/Substitution-model-averaging

A tutorial using bModelTest

Primary LanguageTeXCreative Commons Attribution 4.0 InternationalCC-BY-4.0

author beastversion title level tracerversion bmodeltestversion
David A. Rasmussen,Carsten Magnus,Remco Bouckaert
2.5.0
Substitution-model-averaging
Intermediate
1.7.0
1.1.0

Background

Before running any phylogenetic analysis in BEAST, we need to decide on a model of molecular evolution that describes how our sequence data evolved. In particular, we need to decide on a substitution model that describes the relative rates at which different types of substitutions occur. For nucleotide data, the substitution model is typically represented as a 4x4 symmetric rate matrix {% eqinline Q %} with the general form:

{% eq

Q =
\begin{pmatrix}
	- & r_{ac} & r_{ag} & r_{at} \\
	r_{ca} & - & r_{cg} & r_{ct} \\
	r_{ga} & r_{gc} & - & r_{gt} \\
	r_{ta} & r_{tc} & r_{tg} & -
\end{pmatrix}

%}

Here, {% eqinline r_{xy} %} describes the rate of nucleotide change from {% eqinline x \to y %}. Due to mathematical reasons, only time reversible models are considered by BEAST. The substitution rate matrix in time reversible models takes the form:

{% eq

Q =
\begin{pmatrix}
    - & r_{ac}\pi_{C} & r_{ag}\pi_{G} & r_{at}\pi_{T} \\
    r_{ac}\pi_{A}& - & r_{cg}\pi_{G}& r_{ct}\pi_{T}\\
    r_{ag}\pi_{A}& r_{cg}\pi_{C} & - & r_{gt}\pi_{T} \\
    r_{at}\pi_{A}& r_{ct}\pi_{C}& r_{gt}\pi_{G} & -
\end{pmatrix}
=
\begin{pmatrix}
    - & r_{ac} & r_{ag} & r_{at} \\
    r_{ac} & - & r_{cg} & r_{ct} \\
    r_{ag} & r_{cg} & - & r_{gt} \\
    r_{at} & r_{ct} & r_{gt} & -
\end{pmatrix}
\times
\begin{pmatrix}
    \pi_{A} & 0 & 0 & 0 \\
    0 & \pi_{C} & 0 & 0 \\
    0 & 0 & \pi_{G} & 0 \\
    0 & 0 & 0& \pi_{T}
\end{pmatrix}

%}

where {% eqinline \pi_{X} %} is the equilibrium frequency of nucleotide {% eqinline X %}. The latter decomposition comes in handy to understand the parameterisation used in bModelTest, here the first matrix is referred to as rate matrix and the second is a diagonal matrix with the equilibrium frequencies on the diagonal.

The different named substitution models (e.g.

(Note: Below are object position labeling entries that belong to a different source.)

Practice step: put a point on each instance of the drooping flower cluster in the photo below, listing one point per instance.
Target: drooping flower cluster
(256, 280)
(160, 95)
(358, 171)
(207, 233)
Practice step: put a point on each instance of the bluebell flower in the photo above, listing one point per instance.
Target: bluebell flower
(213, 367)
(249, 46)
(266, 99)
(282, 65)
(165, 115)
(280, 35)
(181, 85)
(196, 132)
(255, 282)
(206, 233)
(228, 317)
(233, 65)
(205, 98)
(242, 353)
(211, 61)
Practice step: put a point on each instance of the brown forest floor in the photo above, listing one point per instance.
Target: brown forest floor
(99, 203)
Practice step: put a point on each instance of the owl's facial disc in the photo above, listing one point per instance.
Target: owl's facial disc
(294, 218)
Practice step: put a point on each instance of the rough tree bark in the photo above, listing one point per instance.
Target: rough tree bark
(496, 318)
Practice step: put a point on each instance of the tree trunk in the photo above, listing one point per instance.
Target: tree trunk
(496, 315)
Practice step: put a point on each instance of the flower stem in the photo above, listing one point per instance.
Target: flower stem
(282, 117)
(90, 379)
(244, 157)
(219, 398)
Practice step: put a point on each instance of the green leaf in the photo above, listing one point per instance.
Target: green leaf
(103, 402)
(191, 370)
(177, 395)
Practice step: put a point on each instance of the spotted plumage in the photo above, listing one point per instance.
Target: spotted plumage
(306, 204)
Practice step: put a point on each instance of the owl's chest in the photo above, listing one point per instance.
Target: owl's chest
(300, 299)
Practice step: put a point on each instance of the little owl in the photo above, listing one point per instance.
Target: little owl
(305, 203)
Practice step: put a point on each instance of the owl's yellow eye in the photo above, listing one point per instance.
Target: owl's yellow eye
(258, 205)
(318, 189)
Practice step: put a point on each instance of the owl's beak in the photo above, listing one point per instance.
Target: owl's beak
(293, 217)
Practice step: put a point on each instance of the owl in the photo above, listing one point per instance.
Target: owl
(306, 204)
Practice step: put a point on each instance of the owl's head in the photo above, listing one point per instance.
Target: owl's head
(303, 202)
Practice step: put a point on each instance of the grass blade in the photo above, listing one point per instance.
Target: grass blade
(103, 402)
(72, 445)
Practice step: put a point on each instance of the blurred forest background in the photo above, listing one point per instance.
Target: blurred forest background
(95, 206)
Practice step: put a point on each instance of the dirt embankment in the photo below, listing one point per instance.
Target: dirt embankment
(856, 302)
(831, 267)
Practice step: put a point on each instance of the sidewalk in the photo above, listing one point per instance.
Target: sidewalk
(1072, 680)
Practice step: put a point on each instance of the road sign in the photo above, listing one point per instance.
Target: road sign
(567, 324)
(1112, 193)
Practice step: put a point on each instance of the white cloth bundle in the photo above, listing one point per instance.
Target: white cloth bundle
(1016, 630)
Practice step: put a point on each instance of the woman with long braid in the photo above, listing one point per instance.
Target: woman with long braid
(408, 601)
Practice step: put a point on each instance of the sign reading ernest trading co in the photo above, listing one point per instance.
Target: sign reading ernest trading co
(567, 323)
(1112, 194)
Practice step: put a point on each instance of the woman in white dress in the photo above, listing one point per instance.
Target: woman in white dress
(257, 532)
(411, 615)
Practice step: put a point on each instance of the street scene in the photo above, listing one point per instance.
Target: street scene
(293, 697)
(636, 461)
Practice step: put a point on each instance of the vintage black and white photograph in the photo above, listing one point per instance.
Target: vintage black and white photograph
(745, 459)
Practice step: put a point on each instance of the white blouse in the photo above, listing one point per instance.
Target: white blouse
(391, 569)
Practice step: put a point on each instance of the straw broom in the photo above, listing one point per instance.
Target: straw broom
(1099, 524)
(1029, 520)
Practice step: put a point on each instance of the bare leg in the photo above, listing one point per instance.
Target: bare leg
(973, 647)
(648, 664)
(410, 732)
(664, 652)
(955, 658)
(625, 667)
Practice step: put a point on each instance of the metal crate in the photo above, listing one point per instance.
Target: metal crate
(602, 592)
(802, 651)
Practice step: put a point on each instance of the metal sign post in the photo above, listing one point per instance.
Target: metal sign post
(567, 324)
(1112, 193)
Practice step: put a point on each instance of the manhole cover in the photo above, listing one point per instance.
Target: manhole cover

JC69, HKY, TN93 and GTR) group these rates into different categories. Group here means that the rates are the same. For example, the JC69 model groups all rates together into a single rate category, i.e. {% eqinline r_{ac}=r_{ag}=r_{at}=r_{cg}=r_{ct}=r_{gt} %}. In addition, this model assumes equal equilibrium frequencies. The GTR model, however, assigns each rate to a different category and assumes a different equilibrium frequency for each nucleotide. We are therefore faced with the difficult choice of deciding a priori which one of these substitution models is most appropriate for our data.

Topic for discussion: In terms of phylogenetic inference, what would the consequences be of picking a substitution model that is overparameterized (too complex) for a given data set? What would the consequences be of picking a model that is underparameterized?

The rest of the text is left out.